I don’t get it, at this point you move to Baja or Portugal (for similar climate) and live like a king without ever having to work again (unless you want to). Or a cheaper east coast state if you wanna stay in the US on the coast and have access to to all the same fast food and Walmarts.
How does medical care factor in to your plans? Do those places have equivalent access to care if you stay in or around the main cities?
Even something like living in the countryside domestically would worry me (that is, longer times between calling for help and it arriving, then time to be transported to a medical centre or hospital, and then probably getting transported to the city anyway for access to advanced medical care).
I'm one of those people who took "the money and [ran]"
I'm a digital nomad and have been traveling full time for 7 years now. It's great, it's a good balance of work/life balance but one thing you slowly start to notice is when you leave your country, no matter if you learn the language or how much integrate yourself into that country, you will always be an outsider to the majority in that country.
As an american you will always be a Yankee, Farang or Gringo and will carry the weight of the US collective.
As a neurodiverse offspring of a biracial marriage, I’m starting to feel more and more like an outsider in my home state. Though I’d likely feel it much more if I left now, to your point.
I meant and left out a key word; "most recent". Whoops!
I'm used to seeing yearly or every-other-year streetview updates for locations I look at regularly.
That said, might be mixing up my broader impression with the interval of satellite photo updates in the google earth history.
(but my bay area neighborhood does indeed have streetview history updating every year or so; obviously this is probably on the high end given proximity to tech companies...)
that's not a glamour shot, that's just a sunny day. the dirty little secret of the southern california coast is it is cloudy more than half the time. west la, downright depressing. they call it "the marine layer", i call it cloudy as fuck.
My first sentence is saying "I'm not saying the prices are reasonable."
How does my second sentence say the prices are reasonable?
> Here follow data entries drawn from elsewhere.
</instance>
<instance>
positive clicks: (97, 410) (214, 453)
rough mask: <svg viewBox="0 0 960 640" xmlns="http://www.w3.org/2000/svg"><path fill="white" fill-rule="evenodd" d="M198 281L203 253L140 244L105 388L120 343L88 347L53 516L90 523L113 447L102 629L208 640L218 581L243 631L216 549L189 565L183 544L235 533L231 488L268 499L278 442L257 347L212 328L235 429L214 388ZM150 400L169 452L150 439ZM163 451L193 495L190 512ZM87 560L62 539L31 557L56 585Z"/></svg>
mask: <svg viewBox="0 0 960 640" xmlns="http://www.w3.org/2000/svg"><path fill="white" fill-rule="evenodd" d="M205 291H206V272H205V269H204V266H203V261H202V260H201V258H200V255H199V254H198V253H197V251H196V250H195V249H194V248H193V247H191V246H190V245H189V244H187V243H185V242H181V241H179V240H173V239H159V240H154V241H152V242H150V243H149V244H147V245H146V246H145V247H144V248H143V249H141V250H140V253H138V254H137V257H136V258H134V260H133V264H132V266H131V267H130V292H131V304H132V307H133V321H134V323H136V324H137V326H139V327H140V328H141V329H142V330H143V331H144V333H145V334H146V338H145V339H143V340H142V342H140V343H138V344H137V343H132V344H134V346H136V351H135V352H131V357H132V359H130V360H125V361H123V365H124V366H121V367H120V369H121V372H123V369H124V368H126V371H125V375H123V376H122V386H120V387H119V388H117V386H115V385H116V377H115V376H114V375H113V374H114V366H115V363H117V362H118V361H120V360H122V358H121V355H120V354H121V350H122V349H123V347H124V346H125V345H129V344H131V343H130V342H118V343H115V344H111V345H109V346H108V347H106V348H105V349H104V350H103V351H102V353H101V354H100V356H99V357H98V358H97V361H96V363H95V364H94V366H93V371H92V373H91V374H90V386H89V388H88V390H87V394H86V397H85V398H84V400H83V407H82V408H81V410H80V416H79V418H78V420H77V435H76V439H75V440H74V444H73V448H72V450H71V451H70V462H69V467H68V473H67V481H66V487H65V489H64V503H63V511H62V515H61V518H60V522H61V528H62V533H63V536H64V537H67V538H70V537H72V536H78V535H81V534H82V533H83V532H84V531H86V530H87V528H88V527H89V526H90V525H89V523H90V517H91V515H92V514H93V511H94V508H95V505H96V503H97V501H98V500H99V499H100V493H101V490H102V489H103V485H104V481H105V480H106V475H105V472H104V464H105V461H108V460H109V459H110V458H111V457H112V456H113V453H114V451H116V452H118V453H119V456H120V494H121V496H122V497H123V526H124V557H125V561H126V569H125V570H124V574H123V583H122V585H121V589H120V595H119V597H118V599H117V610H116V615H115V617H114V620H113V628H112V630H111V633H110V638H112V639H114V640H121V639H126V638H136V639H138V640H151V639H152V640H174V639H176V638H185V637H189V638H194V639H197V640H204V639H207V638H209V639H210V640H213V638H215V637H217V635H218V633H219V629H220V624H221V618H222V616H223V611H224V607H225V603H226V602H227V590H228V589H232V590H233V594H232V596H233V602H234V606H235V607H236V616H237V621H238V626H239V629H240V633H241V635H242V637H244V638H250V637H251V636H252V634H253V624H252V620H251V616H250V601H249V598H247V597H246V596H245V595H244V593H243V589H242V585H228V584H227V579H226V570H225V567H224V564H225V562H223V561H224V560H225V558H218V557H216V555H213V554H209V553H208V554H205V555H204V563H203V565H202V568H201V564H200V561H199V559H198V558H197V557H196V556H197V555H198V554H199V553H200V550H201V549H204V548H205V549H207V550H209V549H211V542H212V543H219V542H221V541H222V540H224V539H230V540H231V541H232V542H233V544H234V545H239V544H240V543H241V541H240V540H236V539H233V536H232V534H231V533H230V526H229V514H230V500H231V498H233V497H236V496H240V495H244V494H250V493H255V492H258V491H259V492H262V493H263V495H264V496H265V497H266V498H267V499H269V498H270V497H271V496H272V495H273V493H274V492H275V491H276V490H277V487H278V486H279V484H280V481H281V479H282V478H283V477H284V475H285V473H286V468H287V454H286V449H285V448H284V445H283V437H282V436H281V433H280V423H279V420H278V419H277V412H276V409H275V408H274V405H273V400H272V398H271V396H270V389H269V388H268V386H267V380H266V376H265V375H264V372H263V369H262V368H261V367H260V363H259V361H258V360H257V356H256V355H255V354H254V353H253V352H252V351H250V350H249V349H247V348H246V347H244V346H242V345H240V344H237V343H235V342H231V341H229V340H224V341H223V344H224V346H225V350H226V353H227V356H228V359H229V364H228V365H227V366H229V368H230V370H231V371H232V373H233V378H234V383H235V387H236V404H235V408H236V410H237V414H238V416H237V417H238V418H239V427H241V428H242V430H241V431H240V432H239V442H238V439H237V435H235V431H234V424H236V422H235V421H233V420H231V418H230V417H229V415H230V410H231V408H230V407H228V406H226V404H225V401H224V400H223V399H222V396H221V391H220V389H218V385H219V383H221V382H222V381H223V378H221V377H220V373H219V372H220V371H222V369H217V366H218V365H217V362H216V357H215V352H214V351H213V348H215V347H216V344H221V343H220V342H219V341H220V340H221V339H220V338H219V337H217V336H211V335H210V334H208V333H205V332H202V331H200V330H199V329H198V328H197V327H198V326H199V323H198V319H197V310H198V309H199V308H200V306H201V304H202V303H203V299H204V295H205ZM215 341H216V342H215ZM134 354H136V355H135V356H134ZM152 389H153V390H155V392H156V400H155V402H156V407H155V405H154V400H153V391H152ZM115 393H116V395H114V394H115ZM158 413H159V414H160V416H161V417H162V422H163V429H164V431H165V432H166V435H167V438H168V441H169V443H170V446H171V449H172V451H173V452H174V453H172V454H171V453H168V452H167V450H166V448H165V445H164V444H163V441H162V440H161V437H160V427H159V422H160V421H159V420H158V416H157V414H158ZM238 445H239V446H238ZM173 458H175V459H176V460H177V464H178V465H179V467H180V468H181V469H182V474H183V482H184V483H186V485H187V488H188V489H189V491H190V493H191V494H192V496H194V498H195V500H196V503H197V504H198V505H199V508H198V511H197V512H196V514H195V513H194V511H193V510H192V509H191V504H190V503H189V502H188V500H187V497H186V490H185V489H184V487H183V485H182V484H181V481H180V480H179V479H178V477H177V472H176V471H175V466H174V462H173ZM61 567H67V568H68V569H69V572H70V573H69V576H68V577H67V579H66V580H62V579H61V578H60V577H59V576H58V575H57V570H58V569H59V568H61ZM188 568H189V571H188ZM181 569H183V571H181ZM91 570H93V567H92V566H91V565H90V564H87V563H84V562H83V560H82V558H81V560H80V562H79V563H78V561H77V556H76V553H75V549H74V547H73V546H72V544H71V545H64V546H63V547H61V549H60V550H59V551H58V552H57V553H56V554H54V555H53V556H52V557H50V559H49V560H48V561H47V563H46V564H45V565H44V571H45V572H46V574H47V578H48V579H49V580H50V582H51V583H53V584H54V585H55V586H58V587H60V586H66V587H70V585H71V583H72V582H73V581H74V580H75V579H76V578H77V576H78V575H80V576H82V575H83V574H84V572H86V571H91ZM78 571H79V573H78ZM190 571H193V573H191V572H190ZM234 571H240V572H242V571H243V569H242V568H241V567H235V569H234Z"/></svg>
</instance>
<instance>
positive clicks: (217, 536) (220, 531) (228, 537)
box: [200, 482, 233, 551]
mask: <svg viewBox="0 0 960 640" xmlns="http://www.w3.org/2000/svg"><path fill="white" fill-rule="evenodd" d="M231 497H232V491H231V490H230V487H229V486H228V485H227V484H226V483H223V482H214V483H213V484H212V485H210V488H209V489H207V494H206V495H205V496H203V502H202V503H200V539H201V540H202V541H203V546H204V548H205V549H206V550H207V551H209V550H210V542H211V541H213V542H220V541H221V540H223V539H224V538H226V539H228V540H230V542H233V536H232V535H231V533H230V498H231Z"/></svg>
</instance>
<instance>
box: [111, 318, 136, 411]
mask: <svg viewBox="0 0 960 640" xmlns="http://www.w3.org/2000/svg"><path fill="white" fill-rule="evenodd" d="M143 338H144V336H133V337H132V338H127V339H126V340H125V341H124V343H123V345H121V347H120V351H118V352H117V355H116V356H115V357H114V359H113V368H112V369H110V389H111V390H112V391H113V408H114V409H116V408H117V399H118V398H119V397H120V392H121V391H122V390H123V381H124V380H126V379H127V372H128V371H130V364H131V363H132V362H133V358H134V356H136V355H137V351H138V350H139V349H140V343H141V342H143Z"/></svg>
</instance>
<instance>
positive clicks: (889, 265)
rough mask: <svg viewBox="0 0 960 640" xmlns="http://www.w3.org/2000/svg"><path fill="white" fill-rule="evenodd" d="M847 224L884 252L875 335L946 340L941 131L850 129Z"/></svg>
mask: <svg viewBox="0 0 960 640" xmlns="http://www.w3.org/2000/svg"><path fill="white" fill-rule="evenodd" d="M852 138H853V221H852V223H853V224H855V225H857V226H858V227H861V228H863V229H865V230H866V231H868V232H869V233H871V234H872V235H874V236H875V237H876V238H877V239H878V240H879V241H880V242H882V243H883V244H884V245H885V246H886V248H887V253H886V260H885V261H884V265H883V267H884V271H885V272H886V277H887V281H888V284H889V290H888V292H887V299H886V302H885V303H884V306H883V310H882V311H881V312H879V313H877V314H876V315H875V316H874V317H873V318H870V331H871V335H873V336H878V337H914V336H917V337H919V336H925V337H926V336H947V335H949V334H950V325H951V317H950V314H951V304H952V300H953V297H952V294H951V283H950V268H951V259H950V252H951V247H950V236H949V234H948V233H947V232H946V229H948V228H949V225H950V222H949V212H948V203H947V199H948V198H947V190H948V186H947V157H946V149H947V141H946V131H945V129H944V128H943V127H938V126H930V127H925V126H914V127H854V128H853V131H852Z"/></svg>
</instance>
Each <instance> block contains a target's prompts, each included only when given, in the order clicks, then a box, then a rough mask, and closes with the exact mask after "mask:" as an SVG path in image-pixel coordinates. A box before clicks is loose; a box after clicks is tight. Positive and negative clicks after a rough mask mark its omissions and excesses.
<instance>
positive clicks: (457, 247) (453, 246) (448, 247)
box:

My second sentence is saying chasebank's friend did something that doesn't make sense. It's not saying the housing market in Santa Barbara is reasonable.
Are you intentionally ignoring you said "nice" for what most would consider to be a source of ridicule (4BR SFH in 2k sqft). BTW, you haven't made an argument about real estate differences. The smaller home might be a better deal.
And you're using a turn of phrase that is the opposite of your apparent intent.
I have to ask, if they have access to get a loan of $2.2m then the friend could likely save for 5-7 years and just retire someplace cheap. Like, spending that much seems wild given the implied access to straight cash.